Successful team building starts with ensuring the correct disciplines are in the room. For programs where a development candidate has been identified but has not yet entered clinical testing, most high-functioning core teams include the following members from the following disciplines:

  • Manufacturing – the folks who will take the research production process for the therapy and scale it up for IND enabling and clinical studies, while also keeping current with the science of the product and current GMP regulations
  • Analytical – experts who ensure the correct testing for manufacturing is performed and is performed at a quality that can ensure batch to batch consistency
  • Biology – the vector experts who understand the mechanism and disease modification hypothesis and who provide key inputs into how to test the product prior to advancing into the clinic
  • Pharmacology – animal model specialists who help ensure IND enabling designs incorporate considerations that allow for interpretations of efficacy (and often safety) relative to species differences
  • Toxicology – similar to pharmacology above but with a safety focus as well as a focus on interpreting the implications of the results of the IND studies relative to other similar therapies
  • Pharmacokinetics – folks who work to ensure that the right data are generated preclinically and clinically to inform the biodistribution of the drug product and payloads, which allows for a thoughtful understanding of the safety and efficacy of the therapy
  • Medical – specialists who design the clinical trials based on the therapeutic hypothesis and considerations/limitations of clinical inquiry in the specific disease understudy
  • Biomarker – folks who help to add molecular endpoints to the design of animal and clinical studies which can help to elucidate not just efficacy but also confirmation of therapeutic mechanistic proof of concept
  • Regulatory – individuals who play the interface role with regulatory agencies such as the FDA. Part historian, part reader-between-the-lines, and part strategist.
  • Program Lead – this is often a role that changes depending on the stage of the program. Can be a Ph.D. or M.D. depending on the company and stage of development. Certainly, sets the direction of the ship, but only after soliciting input from the rest of the team (and management!)
  • Program Manager – “air-traffic-control” person who ensures that the right team members have given the needed input into the key decisions the program has to take. Sometimes this person also oversees that the science is done in alignment with the budget for the program as well.

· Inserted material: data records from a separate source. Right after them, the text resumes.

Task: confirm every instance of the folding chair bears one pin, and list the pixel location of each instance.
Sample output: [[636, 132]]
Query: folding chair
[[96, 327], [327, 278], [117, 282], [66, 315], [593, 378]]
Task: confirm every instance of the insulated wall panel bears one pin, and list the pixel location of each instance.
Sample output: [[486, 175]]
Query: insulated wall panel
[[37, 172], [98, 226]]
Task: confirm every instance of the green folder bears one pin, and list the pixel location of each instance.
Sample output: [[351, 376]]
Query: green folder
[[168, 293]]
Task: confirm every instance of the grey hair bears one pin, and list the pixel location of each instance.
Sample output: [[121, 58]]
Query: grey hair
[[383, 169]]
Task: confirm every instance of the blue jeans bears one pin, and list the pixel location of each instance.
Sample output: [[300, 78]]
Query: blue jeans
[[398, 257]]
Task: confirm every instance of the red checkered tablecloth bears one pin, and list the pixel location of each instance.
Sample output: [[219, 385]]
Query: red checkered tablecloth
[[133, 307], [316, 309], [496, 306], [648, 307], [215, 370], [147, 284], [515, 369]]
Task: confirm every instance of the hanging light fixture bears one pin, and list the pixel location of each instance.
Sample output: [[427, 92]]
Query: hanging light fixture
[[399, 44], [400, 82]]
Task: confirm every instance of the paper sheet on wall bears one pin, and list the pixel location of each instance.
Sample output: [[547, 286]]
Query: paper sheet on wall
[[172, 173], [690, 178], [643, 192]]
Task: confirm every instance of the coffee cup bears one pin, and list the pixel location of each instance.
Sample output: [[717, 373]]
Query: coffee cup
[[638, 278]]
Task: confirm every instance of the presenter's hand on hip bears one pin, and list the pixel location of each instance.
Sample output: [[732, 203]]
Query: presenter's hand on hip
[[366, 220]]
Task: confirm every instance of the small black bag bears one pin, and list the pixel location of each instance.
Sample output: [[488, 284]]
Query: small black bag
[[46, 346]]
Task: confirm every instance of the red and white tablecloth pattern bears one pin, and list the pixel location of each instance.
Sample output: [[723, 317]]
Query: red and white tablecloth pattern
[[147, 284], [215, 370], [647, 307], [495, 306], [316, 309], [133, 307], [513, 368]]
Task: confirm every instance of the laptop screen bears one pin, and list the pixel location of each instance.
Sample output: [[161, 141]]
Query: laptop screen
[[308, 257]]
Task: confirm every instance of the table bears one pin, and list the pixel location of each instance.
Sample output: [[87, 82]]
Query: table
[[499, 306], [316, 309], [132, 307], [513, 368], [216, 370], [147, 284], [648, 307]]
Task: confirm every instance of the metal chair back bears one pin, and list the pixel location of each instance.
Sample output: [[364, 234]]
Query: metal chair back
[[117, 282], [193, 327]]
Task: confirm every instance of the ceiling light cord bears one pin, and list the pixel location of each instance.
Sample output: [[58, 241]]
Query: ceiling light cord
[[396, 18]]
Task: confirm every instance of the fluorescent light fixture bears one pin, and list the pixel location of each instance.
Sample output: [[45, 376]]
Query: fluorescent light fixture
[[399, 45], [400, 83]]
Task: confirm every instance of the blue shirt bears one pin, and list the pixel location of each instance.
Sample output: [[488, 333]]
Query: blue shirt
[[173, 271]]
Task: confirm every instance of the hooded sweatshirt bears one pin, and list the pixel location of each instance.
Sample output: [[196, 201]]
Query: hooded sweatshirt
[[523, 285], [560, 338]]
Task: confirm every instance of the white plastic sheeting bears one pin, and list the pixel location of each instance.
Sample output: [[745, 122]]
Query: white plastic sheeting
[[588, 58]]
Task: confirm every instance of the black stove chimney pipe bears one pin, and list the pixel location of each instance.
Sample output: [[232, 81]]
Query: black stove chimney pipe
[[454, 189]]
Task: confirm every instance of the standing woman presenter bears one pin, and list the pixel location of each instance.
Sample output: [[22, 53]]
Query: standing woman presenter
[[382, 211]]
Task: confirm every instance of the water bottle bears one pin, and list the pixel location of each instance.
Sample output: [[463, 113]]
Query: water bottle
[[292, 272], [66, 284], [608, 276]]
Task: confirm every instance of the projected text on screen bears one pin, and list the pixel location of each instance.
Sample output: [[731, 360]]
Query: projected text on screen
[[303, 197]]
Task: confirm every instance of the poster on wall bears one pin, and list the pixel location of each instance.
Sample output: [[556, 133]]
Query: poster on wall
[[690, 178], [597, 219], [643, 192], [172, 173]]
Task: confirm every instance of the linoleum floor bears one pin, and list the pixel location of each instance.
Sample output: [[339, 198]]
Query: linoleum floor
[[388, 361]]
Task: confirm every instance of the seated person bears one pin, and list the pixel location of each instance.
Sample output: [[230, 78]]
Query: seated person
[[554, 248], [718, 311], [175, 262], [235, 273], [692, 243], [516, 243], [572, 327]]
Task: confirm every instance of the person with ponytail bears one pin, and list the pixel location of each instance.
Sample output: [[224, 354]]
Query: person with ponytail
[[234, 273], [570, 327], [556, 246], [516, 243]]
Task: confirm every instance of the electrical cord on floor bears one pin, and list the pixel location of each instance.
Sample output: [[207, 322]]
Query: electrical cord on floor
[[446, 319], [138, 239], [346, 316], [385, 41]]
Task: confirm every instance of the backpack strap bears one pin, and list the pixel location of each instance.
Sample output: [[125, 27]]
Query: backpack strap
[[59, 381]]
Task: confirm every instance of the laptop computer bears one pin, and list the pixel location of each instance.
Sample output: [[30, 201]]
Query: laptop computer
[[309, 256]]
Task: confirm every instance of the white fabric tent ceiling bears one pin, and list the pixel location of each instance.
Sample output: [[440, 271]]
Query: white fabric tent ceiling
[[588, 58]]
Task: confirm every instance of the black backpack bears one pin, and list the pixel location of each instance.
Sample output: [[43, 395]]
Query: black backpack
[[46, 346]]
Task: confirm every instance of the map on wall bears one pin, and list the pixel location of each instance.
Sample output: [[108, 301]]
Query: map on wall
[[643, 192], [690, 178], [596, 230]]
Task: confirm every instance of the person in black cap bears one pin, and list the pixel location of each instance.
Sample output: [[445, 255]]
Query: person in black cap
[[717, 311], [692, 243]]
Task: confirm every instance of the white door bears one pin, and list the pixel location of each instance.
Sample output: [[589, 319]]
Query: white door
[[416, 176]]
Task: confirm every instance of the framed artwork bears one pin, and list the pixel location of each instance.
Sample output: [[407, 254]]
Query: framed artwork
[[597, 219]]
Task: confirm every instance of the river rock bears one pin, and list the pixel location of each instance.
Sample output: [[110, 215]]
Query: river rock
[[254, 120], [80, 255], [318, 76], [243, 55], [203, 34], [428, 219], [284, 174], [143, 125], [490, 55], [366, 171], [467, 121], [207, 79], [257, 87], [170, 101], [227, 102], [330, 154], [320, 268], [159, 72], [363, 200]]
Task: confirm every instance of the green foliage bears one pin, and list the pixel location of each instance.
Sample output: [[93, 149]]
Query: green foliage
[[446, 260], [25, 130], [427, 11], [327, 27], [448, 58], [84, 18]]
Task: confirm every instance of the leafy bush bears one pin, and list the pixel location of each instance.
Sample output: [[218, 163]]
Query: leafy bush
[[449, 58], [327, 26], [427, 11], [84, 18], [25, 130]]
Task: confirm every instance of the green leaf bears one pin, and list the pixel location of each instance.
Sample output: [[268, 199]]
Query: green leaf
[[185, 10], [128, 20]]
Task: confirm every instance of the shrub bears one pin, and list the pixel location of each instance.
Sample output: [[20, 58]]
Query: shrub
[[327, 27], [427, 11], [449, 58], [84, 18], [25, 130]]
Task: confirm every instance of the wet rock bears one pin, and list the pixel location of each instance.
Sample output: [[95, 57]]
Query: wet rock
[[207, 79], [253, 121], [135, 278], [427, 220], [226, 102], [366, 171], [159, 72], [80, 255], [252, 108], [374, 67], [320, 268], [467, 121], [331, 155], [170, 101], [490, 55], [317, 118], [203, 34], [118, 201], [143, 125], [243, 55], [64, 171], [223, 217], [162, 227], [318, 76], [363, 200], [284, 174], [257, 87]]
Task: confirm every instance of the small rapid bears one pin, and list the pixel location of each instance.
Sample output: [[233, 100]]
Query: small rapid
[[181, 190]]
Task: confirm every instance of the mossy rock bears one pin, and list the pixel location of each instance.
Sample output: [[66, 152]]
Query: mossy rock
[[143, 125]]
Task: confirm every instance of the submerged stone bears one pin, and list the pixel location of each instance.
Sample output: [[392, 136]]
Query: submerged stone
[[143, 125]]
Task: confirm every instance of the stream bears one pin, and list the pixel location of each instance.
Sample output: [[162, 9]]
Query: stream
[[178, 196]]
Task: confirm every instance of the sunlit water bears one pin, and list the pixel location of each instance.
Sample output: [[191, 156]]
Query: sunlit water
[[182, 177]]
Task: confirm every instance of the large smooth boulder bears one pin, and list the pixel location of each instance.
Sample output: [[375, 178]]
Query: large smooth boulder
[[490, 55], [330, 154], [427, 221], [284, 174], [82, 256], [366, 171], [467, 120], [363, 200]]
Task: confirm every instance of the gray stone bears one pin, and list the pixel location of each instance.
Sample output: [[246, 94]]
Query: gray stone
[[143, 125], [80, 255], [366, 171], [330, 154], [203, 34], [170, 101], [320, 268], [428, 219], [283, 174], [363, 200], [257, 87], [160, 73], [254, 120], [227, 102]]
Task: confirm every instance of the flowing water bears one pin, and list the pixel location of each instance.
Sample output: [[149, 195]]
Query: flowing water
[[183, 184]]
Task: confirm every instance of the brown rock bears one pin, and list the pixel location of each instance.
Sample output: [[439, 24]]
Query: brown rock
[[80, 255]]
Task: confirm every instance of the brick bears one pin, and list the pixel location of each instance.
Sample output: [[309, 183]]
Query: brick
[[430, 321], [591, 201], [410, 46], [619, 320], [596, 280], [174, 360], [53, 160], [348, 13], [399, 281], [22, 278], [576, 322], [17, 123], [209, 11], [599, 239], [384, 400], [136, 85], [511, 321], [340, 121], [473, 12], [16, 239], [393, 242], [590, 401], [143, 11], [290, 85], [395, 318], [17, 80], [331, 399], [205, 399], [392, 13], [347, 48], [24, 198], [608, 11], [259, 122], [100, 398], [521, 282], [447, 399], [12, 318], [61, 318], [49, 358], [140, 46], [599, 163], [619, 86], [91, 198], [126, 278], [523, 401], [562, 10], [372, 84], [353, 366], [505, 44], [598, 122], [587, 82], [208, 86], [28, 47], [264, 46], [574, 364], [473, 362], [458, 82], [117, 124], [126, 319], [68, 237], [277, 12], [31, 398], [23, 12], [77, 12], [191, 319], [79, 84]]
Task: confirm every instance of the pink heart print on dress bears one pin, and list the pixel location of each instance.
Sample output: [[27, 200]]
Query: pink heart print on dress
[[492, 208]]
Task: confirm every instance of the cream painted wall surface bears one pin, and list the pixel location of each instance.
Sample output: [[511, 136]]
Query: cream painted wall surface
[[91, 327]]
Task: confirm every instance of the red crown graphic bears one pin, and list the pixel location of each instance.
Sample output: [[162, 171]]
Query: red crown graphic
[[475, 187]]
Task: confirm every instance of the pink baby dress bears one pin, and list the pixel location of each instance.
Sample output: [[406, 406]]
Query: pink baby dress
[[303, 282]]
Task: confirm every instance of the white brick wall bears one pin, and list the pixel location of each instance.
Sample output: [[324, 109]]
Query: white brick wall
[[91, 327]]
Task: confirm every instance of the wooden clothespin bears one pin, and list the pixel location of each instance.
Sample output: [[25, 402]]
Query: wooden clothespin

This is a long list. But, importantly, this is not the full team responsible for development. Often each of these disciplines works as part of a function or subteam. And their role at the core team level is to provide input not only for themselves but on behalf of others. As a result, the core team is basically a team-of-teams, where all disciplines are critical, and some are more crucial than others depending on the phase of the program or the challenges faced.

What qualities of the core team make a program successful?

This is bit of a nebulous question. Certainly, the qualities of the product under development play a role. However, in many cases it is the way the team comes together around the product that makes all the difference. The list of key attributes is long, however some of the key qualities are:

  • Communication, communication, communication
  • Shared contribution to decision making
  • Accountability for delivering against the program plan
  • Ability to understand when past experience is a useful guide
  • And, on the other hand, ability to recognize when past experience has limited utility because the team is forging new ground

But at the core, most successful teams have a deep understanding that no one person on the team alone has the answers, even for questions that might seem to fall squarely in a single discipline. An equally important counterpart to that quality is that the teams also understand that ultimately, they will be unable to answer all the open questions prior to use in that first patient volunteer.

Teams that can hold both concepts in their minds—acceptance of the unknowns along with a drive to fully elucidate the knowable—are key in advancing novel gene and cell therapies to address unmet medical need.